Sono in molti ad essere convinti che il cibo migliore per il proprio gatto sia quello preparato in casa. Probabilmente dal punto di vista qualitativo il ragionamento è giusto, dato che gli ingredienti sono di origine sicura e tutti freschi. Ma il vero problema è che il gatto, per godere di una buono stato di salute e di forma, ha bisogno di un’alimentazione completa che non trascuri nessuna sostanza nutritiva. Il consiglio di molti Veterinari resta quello di affidarsi alle preparazioni preconfezionate, che garantiscono una dieta equilibrata anche dal punto di vista quantitativo, evitando problemi di obesità al felino. Nella scelta delle crocchette per i gatti, evitando per qualche istante la problematica legata alla marca, bisogna chiedersi quali siano gli ingredienti. Questo perché il gatto è un animale in onnivoro, ma che ha bisogno un elevato quantitativo di carne, che in termini percentuali non deve essere inferiore al quarantacinque per cento. Ai carboidrati, il motore dei muscoli del gatto, occorre una quota circa pari al trenta per cento e solo un venticinque per cento dell’alimentazione deve basarsi invece sulle verdure.

Appare dunque evidente che nella lista degli ingredienti la carne deve figurare al primo posto. Inoltre l’apporto proteico deve avvenire da fonti sicure e che non si basino su derivati della carne. Nelle crocchette di qualità scadente vengono utilizzati gli scarti, le ossa tritate ed altri residui della macellazione. Il consiglio resta quello quindi di non economizzare mai sull’alimentazione del proprio piccolo felino, cercando un prodotto sul mercato che sia di qualità e non contenga scarti. Le migliori marche in commercio sono Royal Canin, Hill’s e Orijen.
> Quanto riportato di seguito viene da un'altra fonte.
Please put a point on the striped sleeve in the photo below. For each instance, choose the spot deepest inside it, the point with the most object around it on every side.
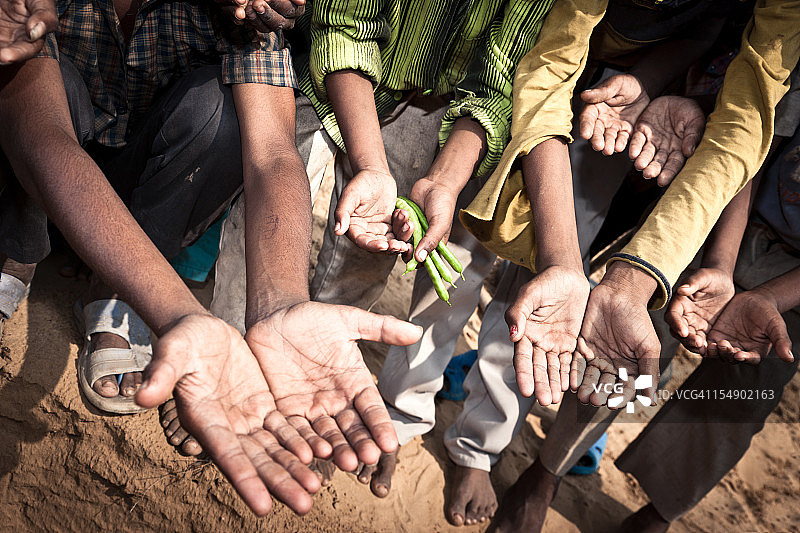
(486, 92)
(346, 34)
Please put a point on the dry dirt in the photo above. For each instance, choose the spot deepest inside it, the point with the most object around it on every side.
(64, 467)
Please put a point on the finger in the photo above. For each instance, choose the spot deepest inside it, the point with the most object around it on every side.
(566, 362)
(638, 140)
(554, 376)
(541, 381)
(276, 478)
(779, 336)
(343, 455)
(603, 92)
(523, 366)
(20, 51)
(348, 203)
(587, 120)
(372, 409)
(363, 325)
(358, 436)
(598, 139)
(321, 448)
(288, 437)
(43, 18)
(605, 384)
(645, 156)
(298, 471)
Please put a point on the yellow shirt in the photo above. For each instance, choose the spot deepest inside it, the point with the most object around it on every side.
(734, 145)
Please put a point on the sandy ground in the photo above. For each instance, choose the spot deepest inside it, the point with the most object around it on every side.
(64, 467)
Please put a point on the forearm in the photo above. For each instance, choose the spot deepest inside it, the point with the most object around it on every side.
(77, 197)
(548, 179)
(460, 156)
(783, 291)
(277, 201)
(351, 95)
(722, 246)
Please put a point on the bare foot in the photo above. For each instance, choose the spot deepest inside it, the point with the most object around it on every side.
(472, 498)
(380, 474)
(176, 435)
(645, 520)
(525, 504)
(324, 468)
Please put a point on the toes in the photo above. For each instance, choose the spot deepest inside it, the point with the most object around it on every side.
(106, 386)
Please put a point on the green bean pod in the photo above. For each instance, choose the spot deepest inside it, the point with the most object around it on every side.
(438, 284)
(444, 272)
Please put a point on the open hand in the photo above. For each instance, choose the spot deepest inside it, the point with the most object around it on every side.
(310, 356)
(616, 334)
(544, 322)
(667, 133)
(225, 403)
(264, 15)
(696, 306)
(23, 27)
(746, 330)
(365, 212)
(611, 110)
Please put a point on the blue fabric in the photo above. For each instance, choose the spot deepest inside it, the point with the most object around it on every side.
(454, 376)
(195, 261)
(590, 463)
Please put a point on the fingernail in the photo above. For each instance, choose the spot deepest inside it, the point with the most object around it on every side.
(37, 32)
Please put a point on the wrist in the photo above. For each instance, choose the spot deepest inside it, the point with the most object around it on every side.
(630, 281)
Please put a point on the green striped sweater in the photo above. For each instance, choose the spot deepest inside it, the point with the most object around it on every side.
(467, 48)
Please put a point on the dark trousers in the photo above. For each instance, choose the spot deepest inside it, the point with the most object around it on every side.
(178, 172)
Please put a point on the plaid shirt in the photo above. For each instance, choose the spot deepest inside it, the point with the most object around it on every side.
(169, 38)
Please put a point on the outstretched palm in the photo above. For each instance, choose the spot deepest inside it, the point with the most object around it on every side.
(616, 334)
(666, 133)
(747, 329)
(310, 356)
(697, 305)
(611, 110)
(365, 211)
(225, 403)
(544, 321)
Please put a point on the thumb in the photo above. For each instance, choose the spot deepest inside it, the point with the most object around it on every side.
(348, 203)
(43, 18)
(380, 328)
(606, 91)
(162, 374)
(779, 336)
(528, 299)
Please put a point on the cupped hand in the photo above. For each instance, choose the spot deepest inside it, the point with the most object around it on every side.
(747, 328)
(309, 354)
(23, 27)
(224, 402)
(365, 212)
(616, 334)
(696, 306)
(665, 135)
(264, 15)
(544, 322)
(611, 110)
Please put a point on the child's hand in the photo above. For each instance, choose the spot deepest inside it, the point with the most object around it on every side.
(696, 306)
(544, 322)
(746, 330)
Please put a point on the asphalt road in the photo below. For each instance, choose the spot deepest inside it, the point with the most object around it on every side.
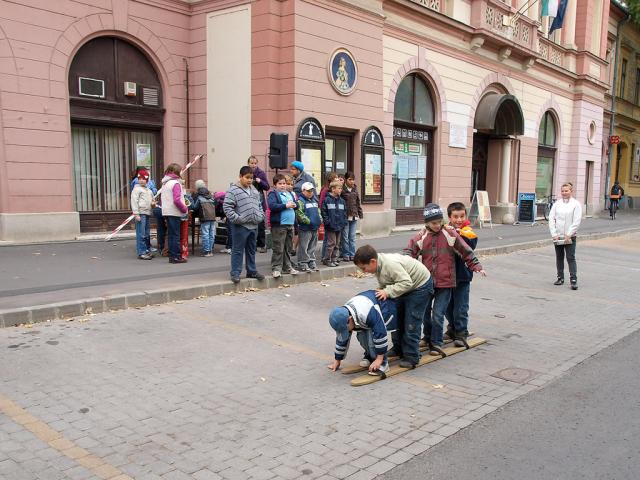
(584, 425)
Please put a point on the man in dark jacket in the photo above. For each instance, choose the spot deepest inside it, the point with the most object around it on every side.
(262, 185)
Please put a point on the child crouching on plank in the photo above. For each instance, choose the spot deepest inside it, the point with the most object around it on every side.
(372, 319)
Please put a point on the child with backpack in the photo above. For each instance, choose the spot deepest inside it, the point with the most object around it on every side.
(354, 212)
(309, 220)
(204, 206)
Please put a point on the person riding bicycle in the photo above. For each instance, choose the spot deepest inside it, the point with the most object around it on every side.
(614, 197)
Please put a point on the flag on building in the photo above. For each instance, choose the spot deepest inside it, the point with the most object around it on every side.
(557, 22)
(550, 8)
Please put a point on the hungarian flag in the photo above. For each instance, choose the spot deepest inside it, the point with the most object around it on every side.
(550, 7)
(557, 22)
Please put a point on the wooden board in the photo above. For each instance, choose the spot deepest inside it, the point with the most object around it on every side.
(396, 369)
(351, 369)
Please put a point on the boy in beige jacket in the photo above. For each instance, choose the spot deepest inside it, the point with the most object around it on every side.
(409, 282)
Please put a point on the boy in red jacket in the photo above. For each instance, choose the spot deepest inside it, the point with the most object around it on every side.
(437, 248)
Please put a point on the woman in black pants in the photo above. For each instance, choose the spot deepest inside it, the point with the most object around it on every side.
(564, 221)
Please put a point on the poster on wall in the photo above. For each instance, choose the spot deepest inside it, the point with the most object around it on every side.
(143, 155)
(312, 160)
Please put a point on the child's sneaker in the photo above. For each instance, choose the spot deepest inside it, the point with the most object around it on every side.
(384, 368)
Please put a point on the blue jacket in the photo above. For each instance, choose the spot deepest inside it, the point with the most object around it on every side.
(277, 207)
(312, 211)
(463, 274)
(334, 213)
(369, 313)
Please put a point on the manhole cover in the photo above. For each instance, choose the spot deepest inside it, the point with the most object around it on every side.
(516, 375)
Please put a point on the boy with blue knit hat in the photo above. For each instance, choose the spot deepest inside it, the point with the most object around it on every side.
(372, 319)
(300, 177)
(437, 247)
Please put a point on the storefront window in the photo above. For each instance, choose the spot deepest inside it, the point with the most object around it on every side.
(546, 156)
(409, 174)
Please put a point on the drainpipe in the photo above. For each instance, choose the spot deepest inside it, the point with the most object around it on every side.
(186, 93)
(614, 92)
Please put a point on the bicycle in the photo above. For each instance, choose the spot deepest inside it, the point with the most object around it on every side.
(548, 203)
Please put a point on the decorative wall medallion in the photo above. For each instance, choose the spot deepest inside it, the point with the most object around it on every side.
(343, 72)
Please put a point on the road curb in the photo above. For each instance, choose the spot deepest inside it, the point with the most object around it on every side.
(78, 308)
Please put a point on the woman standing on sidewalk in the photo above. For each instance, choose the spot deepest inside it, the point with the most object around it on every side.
(564, 220)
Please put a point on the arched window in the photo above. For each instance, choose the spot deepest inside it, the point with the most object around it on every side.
(413, 101)
(546, 155)
(547, 131)
(414, 126)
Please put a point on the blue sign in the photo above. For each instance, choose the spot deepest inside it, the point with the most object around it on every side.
(527, 207)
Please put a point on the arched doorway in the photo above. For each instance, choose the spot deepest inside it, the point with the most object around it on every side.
(117, 116)
(547, 134)
(495, 159)
(413, 129)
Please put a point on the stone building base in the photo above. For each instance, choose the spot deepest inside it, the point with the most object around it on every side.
(377, 224)
(37, 227)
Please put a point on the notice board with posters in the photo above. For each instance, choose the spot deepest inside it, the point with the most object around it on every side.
(527, 208)
(480, 208)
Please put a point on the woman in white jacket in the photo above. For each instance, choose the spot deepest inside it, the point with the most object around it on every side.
(564, 220)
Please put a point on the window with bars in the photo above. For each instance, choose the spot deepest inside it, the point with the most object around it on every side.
(103, 162)
(623, 77)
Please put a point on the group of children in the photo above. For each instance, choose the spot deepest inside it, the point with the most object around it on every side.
(416, 292)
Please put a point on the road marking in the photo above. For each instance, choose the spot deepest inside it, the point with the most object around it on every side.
(248, 332)
(58, 442)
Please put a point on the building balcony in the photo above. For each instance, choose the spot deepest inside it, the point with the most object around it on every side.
(493, 20)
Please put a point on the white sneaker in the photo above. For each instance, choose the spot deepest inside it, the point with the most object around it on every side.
(384, 368)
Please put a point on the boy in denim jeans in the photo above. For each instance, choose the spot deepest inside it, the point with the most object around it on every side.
(458, 310)
(409, 282)
(437, 247)
(372, 319)
(141, 205)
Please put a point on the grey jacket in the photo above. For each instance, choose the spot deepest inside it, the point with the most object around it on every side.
(242, 206)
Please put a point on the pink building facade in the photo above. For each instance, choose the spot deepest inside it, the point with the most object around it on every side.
(425, 101)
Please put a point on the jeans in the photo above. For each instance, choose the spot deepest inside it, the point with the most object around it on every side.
(261, 241)
(433, 325)
(161, 228)
(229, 242)
(411, 307)
(244, 244)
(208, 234)
(458, 310)
(570, 250)
(349, 239)
(365, 337)
(307, 243)
(173, 225)
(143, 234)
(282, 238)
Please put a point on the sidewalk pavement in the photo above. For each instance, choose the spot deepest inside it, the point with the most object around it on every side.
(61, 280)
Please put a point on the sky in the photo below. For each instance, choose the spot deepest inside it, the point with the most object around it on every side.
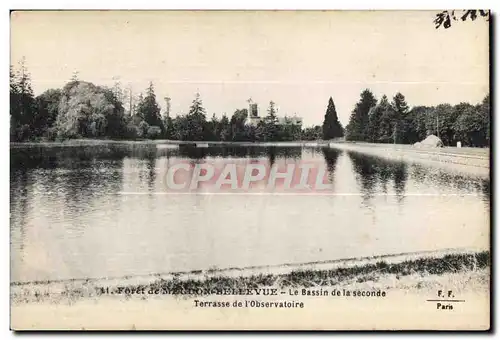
(298, 59)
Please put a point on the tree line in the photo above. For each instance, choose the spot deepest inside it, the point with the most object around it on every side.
(84, 110)
(395, 122)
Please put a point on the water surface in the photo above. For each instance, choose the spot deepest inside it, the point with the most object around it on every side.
(74, 214)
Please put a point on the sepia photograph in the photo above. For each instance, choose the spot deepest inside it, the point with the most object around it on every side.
(250, 170)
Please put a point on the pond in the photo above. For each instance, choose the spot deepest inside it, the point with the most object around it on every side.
(105, 211)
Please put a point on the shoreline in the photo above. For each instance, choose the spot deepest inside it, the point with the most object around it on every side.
(418, 270)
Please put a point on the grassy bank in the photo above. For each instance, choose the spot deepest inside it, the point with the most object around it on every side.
(464, 270)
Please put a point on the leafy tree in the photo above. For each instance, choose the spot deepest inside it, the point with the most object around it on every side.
(196, 119)
(400, 123)
(471, 126)
(312, 133)
(445, 18)
(331, 125)
(357, 127)
(373, 131)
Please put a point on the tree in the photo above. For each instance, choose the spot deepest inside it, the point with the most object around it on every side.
(470, 127)
(225, 129)
(25, 105)
(267, 130)
(484, 109)
(400, 110)
(331, 125)
(47, 109)
(374, 129)
(445, 18)
(87, 110)
(357, 128)
(196, 120)
(149, 110)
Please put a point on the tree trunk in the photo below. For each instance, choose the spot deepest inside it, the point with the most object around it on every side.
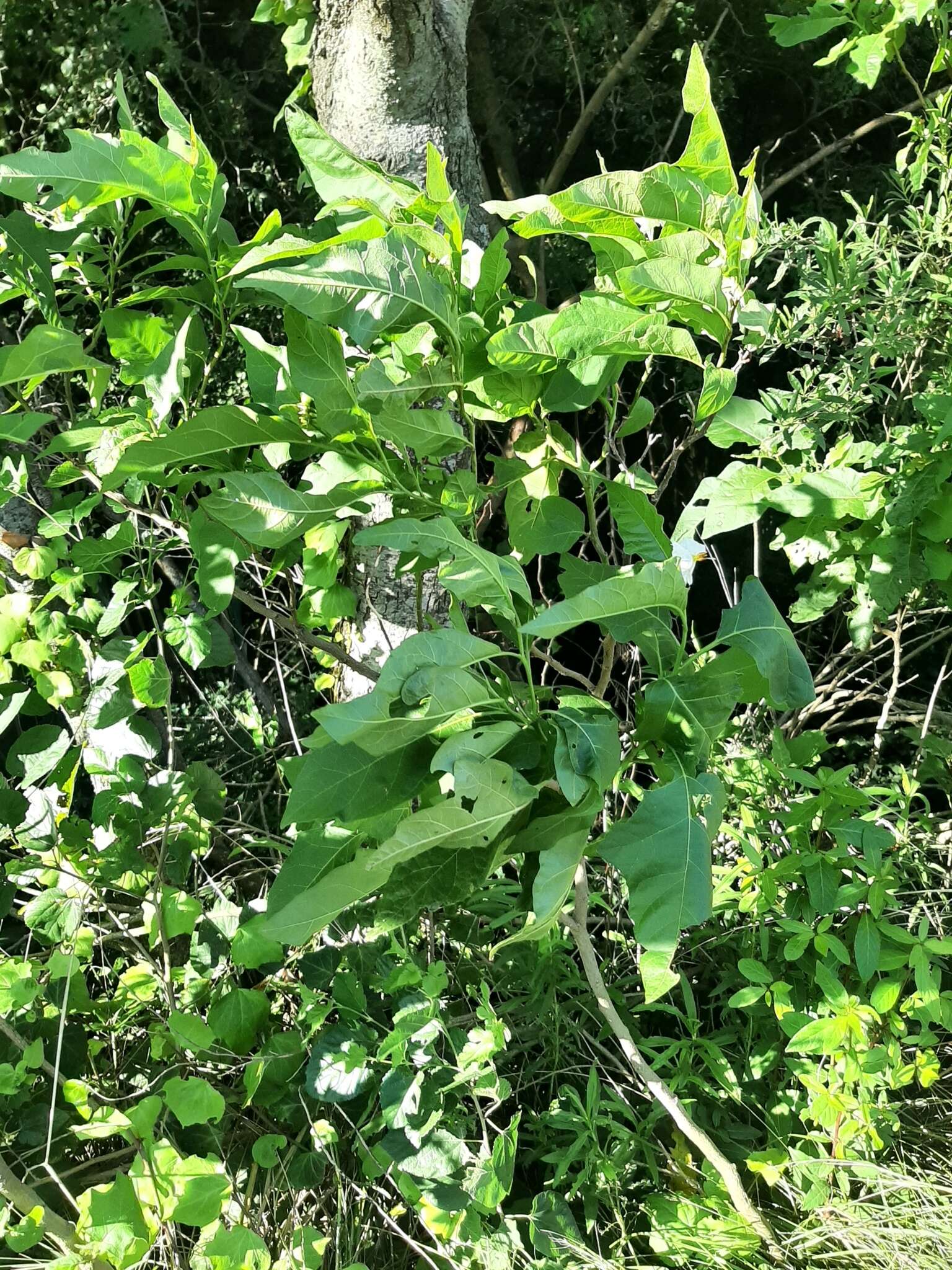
(389, 76)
Non bisogna lasciarsi ingannare infine dagli spot pubblicitari: una buona e convincente pubblicità non è simbolo di qualità degli ingredienti usati nella preparazione. Ci sono alcune marche commerciali, ad esempio Friskies, Gourmet e Kitekat che utilizzano, per rendere più appetitose le proprie crocchette, prodotti scadenti e a volte addirittura additivi di origine artificiale che possono arrecare seri danni alla salute del gatto, con reazioni allergiche e problemi ai reni o al fegato.